We are together for 6 and a half years, and almost 5 years married. During entire this time I tried to convince him to start eating healthier food, quit smoking, sleeping earlier and engage himself with a sport/fitness.
It was only last year (2015) when we started to have this talk seriously – and not because I was more serious but because he was listening to me more seriously. By the end of the year he said my resolution for 2016 is to start eating healthier, quit smoking and start running and playing basketball. Of course I was happy but not as much as I would expect myself to be. Why? – because I didn’t believe him. Not that I don’t believe what he says but because he was promising me to start a new life and leave behind his life he really loves. He enjoy eating hamburgers – he never even tried vegie – food because he said “vegetables are tasteless – they taste like grass”. Cigarettes are his toys, his moment of calm – and I never imagined him quitting. As per exercises I didn’t even tried to really ask him, because he is so lazy he even goes to buy bread with car in a bakery which is 2 min -walk away from our apartment.

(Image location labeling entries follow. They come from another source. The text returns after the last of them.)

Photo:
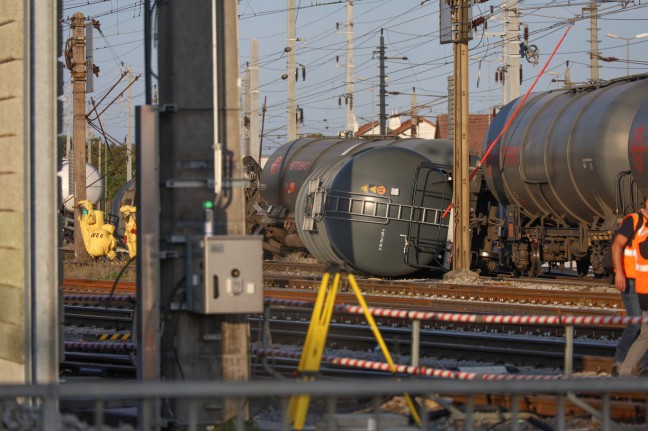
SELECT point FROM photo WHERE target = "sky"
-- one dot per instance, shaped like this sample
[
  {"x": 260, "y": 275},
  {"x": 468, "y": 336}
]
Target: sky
[{"x": 411, "y": 29}]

It was January 2016, just after New Year party when he woke up in the morning and said I want omelet with vegetables. WHAT? – Was I hearing him correctly? – Cook us something healthy today and tonight I’m starting to run.. “Cmon honey why don’t you wait for the snow to melt first, how you’re going to run in the snow?” – was my question. ‘Rudina, I gave a promise to myself and you and there’s nothing stopping me. If I start finding excuses -oh trust me I will find everyday an excuse and will never make any progress, so instead of pushing me back on my goals I need your full support. And if you ever see me quitting you need to promise me you will push me forward’ – “Woaw” this was all I could think and say.
I consider myself stubborn and goal oriented but seeing my husband talking and acting differently just in one single day I really mean WOAW – that was surprising as hell. For one month and a half since that day he in fact taught me and showed me that I’m not even close to being stubborn and goal oriented.
I’m really proud of him! – He did it on his own everything he did until today and seeing him all happy and newly-born I don’t think he will ever step back. When nobody believed in him – including myself – he moved on – looking back to us with a smile of achievement in his face. Now I know he will never give up because he passed the hardest part of his journey. The only thing he left behind is jealousy. I will give birth hopefully by the end of March and then I need to start following him in his path otherwise I will die from the jealousy – Just kiddingJ.. I’m really, really, really proud of him!